The National Credit Union Administration has issued a bulletin adopting a revised regulatory reporting policy for loans that have been modified in a troubled debt restructuring (TDR). The bulletin also provides clarification about the circumstances in which a subsequent restructuring of a TDR loan need no longer be treated as a TDR.

According to NCUA, the bulletin is in response to frequent questions from credit unions about when a loan is no longer treated as a TDR. When a loan has previously been modified in a TDR, the lending institution and the borrower may subsequently enter into another restructuring agreement.

"The facts and circumstances of each subsequent restructuring of a TDR loan should be carefully evaluated to determine the appropriate accounting by the institution under U.S. generally accepted accounting principles," the bulletin reads.

Federal financial regulators will "not object to an institution no longer treating such a loan as a TDR" if:

  • At the time of the subsequent restructuring the borrower is not experiencing financial difficulties;
  • Under the terms of the subsequent restructuring agreement, no concession has been granted by the institution to the borrower;
  • The subsequent restructuring agreement specifies market terms, including a contractual interest rate not less than a market interest rate for new debt with similar credit risk characteristics and other terms no less favorable to the institution than those it would offer for such new debt; and
  • The institution's assessment of the borrower's financial condition and prospects for repayment after the restructuring are supported by a "current, well-documented credit evaluation performed at the time of the restructuring."

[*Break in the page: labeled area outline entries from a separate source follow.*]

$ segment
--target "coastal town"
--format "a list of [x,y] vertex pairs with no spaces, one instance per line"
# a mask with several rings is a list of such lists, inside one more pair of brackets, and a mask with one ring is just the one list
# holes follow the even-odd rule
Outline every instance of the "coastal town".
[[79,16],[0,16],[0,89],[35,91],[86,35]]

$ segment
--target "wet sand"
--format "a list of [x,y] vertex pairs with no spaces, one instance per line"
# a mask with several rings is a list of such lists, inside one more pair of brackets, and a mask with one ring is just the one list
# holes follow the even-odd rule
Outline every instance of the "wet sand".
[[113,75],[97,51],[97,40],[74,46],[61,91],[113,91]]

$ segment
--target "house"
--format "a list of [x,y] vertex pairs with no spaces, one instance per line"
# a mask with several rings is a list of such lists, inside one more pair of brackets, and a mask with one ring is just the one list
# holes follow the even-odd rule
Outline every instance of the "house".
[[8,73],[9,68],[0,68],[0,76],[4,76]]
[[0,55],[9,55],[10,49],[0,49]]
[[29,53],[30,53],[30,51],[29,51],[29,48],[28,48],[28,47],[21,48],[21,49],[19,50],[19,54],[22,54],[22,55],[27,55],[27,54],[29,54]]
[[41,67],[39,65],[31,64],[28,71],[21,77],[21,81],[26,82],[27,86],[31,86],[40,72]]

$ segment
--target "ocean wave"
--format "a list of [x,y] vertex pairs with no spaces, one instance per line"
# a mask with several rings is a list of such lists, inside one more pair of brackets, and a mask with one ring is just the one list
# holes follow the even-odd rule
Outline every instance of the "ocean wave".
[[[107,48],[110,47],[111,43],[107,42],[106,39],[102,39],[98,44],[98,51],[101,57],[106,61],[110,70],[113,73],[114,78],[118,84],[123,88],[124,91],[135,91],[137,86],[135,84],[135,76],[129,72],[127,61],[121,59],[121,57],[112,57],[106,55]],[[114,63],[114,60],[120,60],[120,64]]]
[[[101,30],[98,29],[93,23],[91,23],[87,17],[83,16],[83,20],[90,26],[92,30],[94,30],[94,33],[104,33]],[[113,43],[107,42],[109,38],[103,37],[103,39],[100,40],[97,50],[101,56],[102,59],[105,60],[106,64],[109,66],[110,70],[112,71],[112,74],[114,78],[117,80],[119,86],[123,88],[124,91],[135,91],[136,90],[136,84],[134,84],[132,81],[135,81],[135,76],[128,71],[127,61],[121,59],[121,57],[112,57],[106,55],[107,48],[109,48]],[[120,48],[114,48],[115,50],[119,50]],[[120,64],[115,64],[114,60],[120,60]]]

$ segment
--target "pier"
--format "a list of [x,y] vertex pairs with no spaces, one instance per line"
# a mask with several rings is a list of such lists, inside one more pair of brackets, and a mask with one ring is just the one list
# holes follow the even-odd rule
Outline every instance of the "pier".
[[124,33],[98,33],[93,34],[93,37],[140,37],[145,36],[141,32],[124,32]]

According to the NCUA, credit unions may choose to apply this guidance to subsequently restructured loans that meet the above conditions. Credit unions also may choose to apply this guidance to loans outstanding as of Sept. 30 for which there has been a previous subsequent restructuring that met the conditions discussed above at the time of the subsequent restructuring. However, prior call reports should not be amended, according to the bulletin.